In a study on the role of nurse preceptors—770 preceptors were surveyed—researchers concluded “preceptors were often caught in challenging situations, experiencing high levels of inner turmoil before asking for assistance or making a judgment call on student performance” (Paton & Binding, 2009). Ultimately, the authors found that preceptors need “support, clarity, and understanding of their new role, which was distinct from their role as a clinical expert” (Paton & Binding, 2009). Another study of 131 nurse preceptors taking part in a hospital preceptor education workshop revealed that after three to six months participants experienced greater confidence and comfort in their roles and even provided increased quality in their coaching of critical thinking skills to their preceptees (Sandau, Cheng, Pan, Gaillard, & Hammer, 2011).

Training programs should prepare preceptors to take on three overarching roles

Staff nurse role model. Preceptors must be strong communicators and be taught the importance of consistently communicating their organizational methods and reasoning to preceptees. They will be tasked with teaching and modeling correct patient care standards; how to fulfill job duties; how to effectively use resources and equipment; and how to integrate with the team. In this role, successful preceptors provide regular check-ins. (AACN, 2013)

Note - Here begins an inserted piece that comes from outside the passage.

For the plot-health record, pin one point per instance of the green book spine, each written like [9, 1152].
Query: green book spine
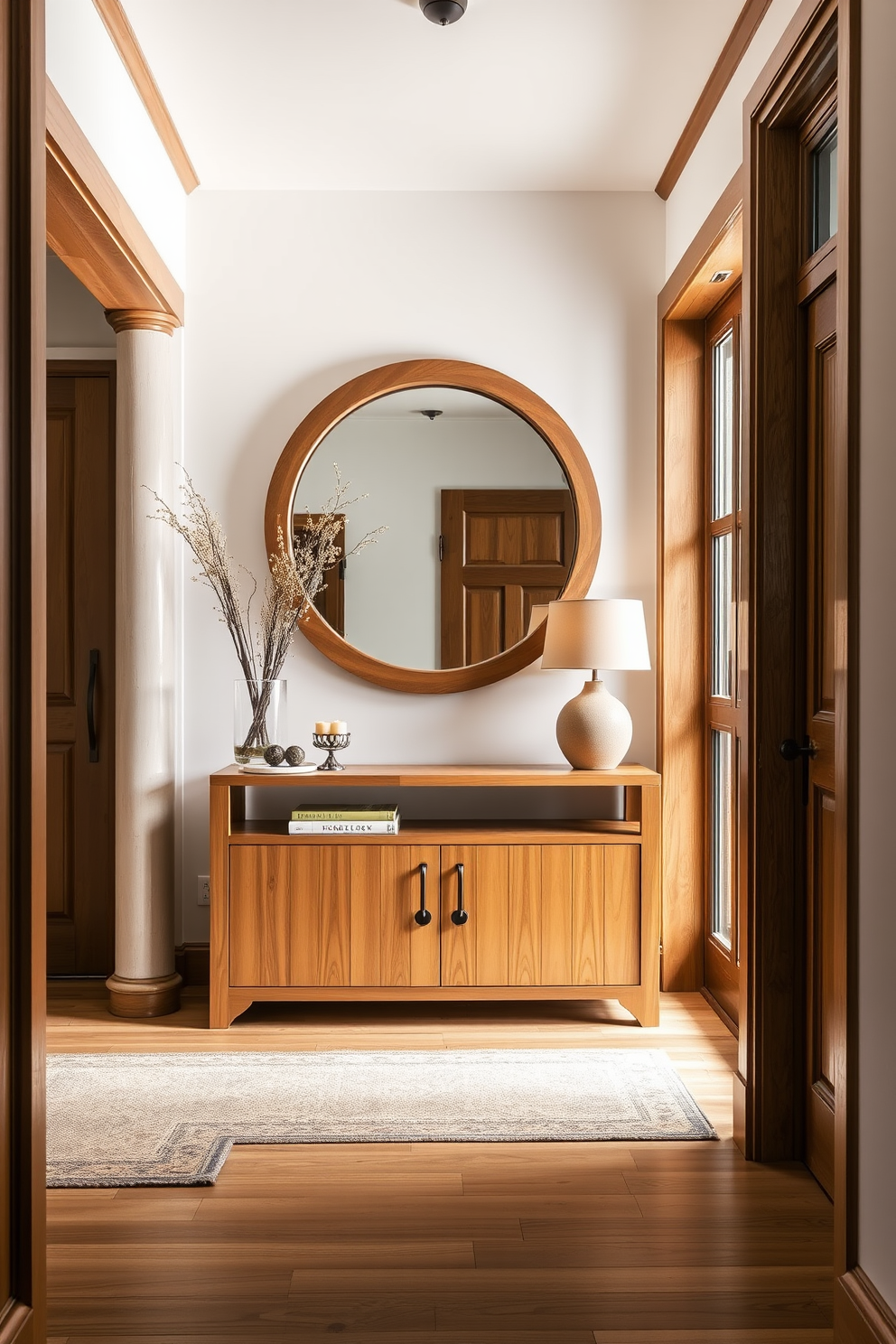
[344, 815]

Socializer. Preceptor training should prepare the preceptor to shift from independent duties to having a partner at his/her side who will need to learn the culture of the hospital. The preceptor is responsible for introducing preceptees to other staff members, creating social experiences with them, and showing them how to function in the hospital. This means spending both social and professional time with the preceptee, being empathetic to their struggles, listening to his/her questions, and finding ways to boost his/her self-confidence.

Educator. The educator is the most important and involved role for the preceptor. Preceptor training should walk the preceptor through assessing, planning, implementing, and evaluating a preceptee’s job performance. The following is a breakdown of each of the educator’s sub roles.

  • Assessor: As an assessor the preceptor must learn techniques for determining the preceptee’s current performance levels and learning needs and must know how to create a list of expected outcomes based on the job description and unit procedures. They must also learn how to create an assessment strategy. As part of this role, the preceptor will encourage continuous dialog and listen actively to understand the preceptee’s needs.
  • Planner: The planning role involves identifying a timeline, preceptee’s learning preferences, and the correct instructional methods. With feedback from the preceptee, the preceptor develops a personalized approach to the learning program and creates a learning contract. The preceptor must understand the various teaching and learning methods in order to create the right program.
  • Implementer: The implementer teaches necessary job and team building skills. While wearing this hat, the preceptor must help the preceptee become an active learner by asking questions and testing them often. Good communication and active listening skills are required.
  • Evaluator: The preceptor appraises and documents preceptee performance, providing effective and constructive feedback. The preceptor must be trained to implement different evaluation methods.

References

AACN. (2013). AACN: The preceptor challenge: The AACN Preceptor Development Program.

Paton, B., & Binding, L. (2009). Keeping the center of nursing alive: A framework for preceptor discernment and accountability. The Journal of Continuing Education in Nursing, (40)3, 115-120.

Sandau, K., Cheng, L., Pan, Z., Gaillard, P., & Hammer, L. (2011). Effect of a preceptor education workshop: Part 1. Quantitative results of a hospital-wide study. Journal of Continuing Education in Nursing, (42)3, 117-126.